Templates

A template defines a parameterised engineering problem family that generates concrete task instances through parameter sampling and Jinja2 rendering.

How templates work

A template is a reusable engineering problem family. It samples realistic parameters, renders an instruction, computes ground truth, and scaffolds complete task instances that can be validated, frozen into datasets, and run through the same benchmark pipeline as hand-authored tasks.

Template

params.toml

instruction.md

engine.py

Generate

instance-001

instance-002

instance-003

Template

params.toml

instruction.md

engine.py

Generate

instance-001

instance-002

instance-003

The current library catalogue contains 184 built templates across five disciplines, plus proposed seed tasks that have not yet been converted into deterministic templates.

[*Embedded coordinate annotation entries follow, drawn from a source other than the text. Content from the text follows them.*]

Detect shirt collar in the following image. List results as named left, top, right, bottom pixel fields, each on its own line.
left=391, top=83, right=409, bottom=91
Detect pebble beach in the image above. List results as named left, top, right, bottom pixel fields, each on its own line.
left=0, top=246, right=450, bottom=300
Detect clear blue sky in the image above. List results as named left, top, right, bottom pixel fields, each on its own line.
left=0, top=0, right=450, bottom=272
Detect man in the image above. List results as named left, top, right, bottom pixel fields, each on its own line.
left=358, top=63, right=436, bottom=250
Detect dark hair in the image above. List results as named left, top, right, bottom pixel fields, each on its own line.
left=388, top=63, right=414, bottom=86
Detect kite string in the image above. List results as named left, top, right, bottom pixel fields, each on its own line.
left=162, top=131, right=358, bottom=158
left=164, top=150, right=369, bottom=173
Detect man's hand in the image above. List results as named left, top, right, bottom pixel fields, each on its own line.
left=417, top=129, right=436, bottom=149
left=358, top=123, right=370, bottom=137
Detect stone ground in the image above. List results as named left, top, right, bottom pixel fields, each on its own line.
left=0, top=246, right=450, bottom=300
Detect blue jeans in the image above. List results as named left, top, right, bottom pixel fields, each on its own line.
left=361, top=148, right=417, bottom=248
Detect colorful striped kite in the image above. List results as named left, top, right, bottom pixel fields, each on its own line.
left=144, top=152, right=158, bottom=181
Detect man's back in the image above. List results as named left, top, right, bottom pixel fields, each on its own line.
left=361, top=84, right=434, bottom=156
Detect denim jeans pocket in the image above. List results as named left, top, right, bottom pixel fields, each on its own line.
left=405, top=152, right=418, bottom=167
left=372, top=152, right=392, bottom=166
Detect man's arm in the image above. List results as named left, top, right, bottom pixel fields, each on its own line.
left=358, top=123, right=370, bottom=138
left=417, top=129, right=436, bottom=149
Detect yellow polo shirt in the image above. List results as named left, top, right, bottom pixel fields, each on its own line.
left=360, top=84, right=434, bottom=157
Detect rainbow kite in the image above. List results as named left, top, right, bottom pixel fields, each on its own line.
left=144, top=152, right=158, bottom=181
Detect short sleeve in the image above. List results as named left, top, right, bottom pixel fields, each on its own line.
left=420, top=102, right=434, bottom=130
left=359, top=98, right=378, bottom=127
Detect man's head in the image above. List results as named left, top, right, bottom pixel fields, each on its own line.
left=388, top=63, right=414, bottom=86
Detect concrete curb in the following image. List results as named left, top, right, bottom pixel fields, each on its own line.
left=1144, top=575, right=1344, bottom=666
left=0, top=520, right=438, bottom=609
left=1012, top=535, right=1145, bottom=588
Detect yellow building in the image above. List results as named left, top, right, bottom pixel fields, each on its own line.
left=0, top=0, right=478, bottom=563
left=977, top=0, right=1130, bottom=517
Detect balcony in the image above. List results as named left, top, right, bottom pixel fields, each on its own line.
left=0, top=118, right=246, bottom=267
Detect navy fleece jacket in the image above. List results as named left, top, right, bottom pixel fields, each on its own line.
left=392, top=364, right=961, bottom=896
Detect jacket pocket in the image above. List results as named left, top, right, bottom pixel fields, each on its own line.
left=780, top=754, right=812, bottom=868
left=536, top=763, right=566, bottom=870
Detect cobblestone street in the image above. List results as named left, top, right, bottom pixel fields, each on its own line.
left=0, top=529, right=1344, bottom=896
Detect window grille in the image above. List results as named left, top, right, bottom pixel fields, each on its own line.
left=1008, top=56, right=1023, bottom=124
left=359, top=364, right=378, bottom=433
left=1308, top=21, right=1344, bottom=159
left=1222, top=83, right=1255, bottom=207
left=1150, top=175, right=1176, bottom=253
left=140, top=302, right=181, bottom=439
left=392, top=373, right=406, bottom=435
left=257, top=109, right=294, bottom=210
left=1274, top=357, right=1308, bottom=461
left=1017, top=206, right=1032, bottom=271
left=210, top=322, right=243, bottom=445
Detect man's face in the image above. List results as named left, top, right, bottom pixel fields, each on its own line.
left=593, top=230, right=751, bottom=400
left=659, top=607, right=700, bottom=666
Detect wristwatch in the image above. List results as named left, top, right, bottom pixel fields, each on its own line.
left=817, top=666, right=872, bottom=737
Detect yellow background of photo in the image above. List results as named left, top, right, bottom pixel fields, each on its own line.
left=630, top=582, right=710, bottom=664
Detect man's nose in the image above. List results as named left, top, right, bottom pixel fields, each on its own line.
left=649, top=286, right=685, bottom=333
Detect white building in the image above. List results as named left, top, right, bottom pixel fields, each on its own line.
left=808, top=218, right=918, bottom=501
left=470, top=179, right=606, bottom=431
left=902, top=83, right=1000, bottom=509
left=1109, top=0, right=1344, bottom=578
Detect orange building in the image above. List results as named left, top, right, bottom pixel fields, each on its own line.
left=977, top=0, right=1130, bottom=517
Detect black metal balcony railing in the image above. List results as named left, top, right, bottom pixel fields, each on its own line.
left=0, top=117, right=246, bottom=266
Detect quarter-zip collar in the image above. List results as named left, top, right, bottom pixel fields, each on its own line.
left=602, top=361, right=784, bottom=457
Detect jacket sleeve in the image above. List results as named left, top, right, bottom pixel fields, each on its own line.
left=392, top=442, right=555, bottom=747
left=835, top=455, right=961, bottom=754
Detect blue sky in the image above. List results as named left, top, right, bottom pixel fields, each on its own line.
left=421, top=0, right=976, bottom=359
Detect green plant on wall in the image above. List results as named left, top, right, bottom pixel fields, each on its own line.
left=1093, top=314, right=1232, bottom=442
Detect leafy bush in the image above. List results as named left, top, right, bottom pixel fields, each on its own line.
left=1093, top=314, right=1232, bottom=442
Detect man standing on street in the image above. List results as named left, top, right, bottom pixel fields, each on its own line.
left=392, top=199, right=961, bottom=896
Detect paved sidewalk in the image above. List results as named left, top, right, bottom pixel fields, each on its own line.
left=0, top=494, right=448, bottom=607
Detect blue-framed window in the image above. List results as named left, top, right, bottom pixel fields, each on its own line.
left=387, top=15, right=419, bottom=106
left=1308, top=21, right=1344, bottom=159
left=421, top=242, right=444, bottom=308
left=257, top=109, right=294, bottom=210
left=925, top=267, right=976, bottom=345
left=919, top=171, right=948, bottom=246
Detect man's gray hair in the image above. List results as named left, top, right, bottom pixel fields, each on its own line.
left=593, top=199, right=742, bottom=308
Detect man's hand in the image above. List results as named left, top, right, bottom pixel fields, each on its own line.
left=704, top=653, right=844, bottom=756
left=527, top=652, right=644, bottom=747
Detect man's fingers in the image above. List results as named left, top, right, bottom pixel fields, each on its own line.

Discipline	Built templates	Proposed seeds	Typical coverage
Civil	57	30	Hydrology, hydraulics, transport geometry, coastal, drainage, wind and load derivations
Electrical	52	92	Cable sizing, PV, grounding, arc flash, busbar, thermal rating, short-circuit
Ground	10	3	Bearing capacity, settlement, CPT/SPT interpretation, slope and retaining-wall checks
Mechanical	50	92	HVAC, pumps, fire services, process calculations, acoustics, vibration, wastewater
Structural	15	67	Marine, concrete, structural fire, load combinations, movement and connection checks

The catalogue used by the site is generated by aec-bench library export; see Library Catalogue.

Template anatomy

Each built-in template is a directory under src/aec_bench/templates/builtin/<discipline>/<template>/:

src/aec_bench/templates/builtin/electrical/voltage_drop/
├── params.toml       # metadata, parameters, archetypes, difficulty presets
├── instruction.md    # Jinja2 template for the problem statement
├── engine.py         # pure ground-truth computation
└── __init__.py

The three required files are the contract:

File	Role
`params.toml`	Declares metadata, inputs, sampling ranges, archetypes, outputs, tolerances, and difficulty presets
`instruction.md`	Renders the task prompt from sampled parameters and visibility rules
`engine.py`	Computes expected outputs from sampled parameters for verifier and fixture generation

`params.toml`

params.toml is the public contract for a template:

params.toml

[meta]
name = "voltage-drop"
description = "Cable voltage drop calculation per AS/NZS 3008.1.1"
discipline = "electrical"
category = "cable-sizing"
standards = ["AS/NZS 3008.1.1"]
tool_mode = "with-tool"

[params.cable_size_mm2]
type = "enum"
unit = "mm²"
description = "Cable conductor cross-sectional area"
values = ["1.5", "2.5", "4", "6", "10", "16", "25", "35", "50", "70", "95", "120", "150", "185", "240"]

[params.length_m]
type = "float"
unit = "m"
description = "Cable route length (one way)"
min = 1
max = 500

[params.load_current_a]
type = "float"
unit = "A"
description = "Design load current"
min = 0.5
max = 500

[params.power_factor]
type = "float"
description = "Load power factor"
min = 0.5
max = 1.0
default = 0.8

[params.conductor_material]
type = "enum"
description = "Conductor material"
values = ["copper", "aluminium"]
derivable_from = "archetype"

[params.circuit_type]
type = "enum"
description = "Circuit type"
values = ["single_phase", "three_phase"]

Supported parameter types include float, int, and enum. Templates can also use archetype-derived values so generated cases remain realistic rather than random-but-implausible.

Archetypes

Archetypes bundle values that should move together:

params.toml

[archetypes.sydney_suburban_lighting]
description = "Suburban lighting circuit with moderate route length"
site_contexts = ["sydney-suburban", "melbourne-suburban"]
length_m = { min = 5, max = 30 }
load_current_a = { min = 1, max = 10 }

This matters in AEC tasks because input independence often creates nonsense. A geotechnical soil, hydraulic duty point, cable route, or structural load case usually has correlated values.

Difficulty presets

Difficulty controls which archetypes can be sampled and how much information is visible:

params.toml

[difficulty.easy]
description = "All calculation inputs are visible"
visibility = "all_given"
archetypes = ["residential_lighting", "residential_power"]

[difficulty.hard]
description = "Some inputs must be inferred from the scenario"
visibility = "partial"
archetypes = ["commercial_submain", "industrial_feeder"]
hidden_params = ["conductor_material"]
replacement_text = "Use the stated project context to select a suitable conductor material."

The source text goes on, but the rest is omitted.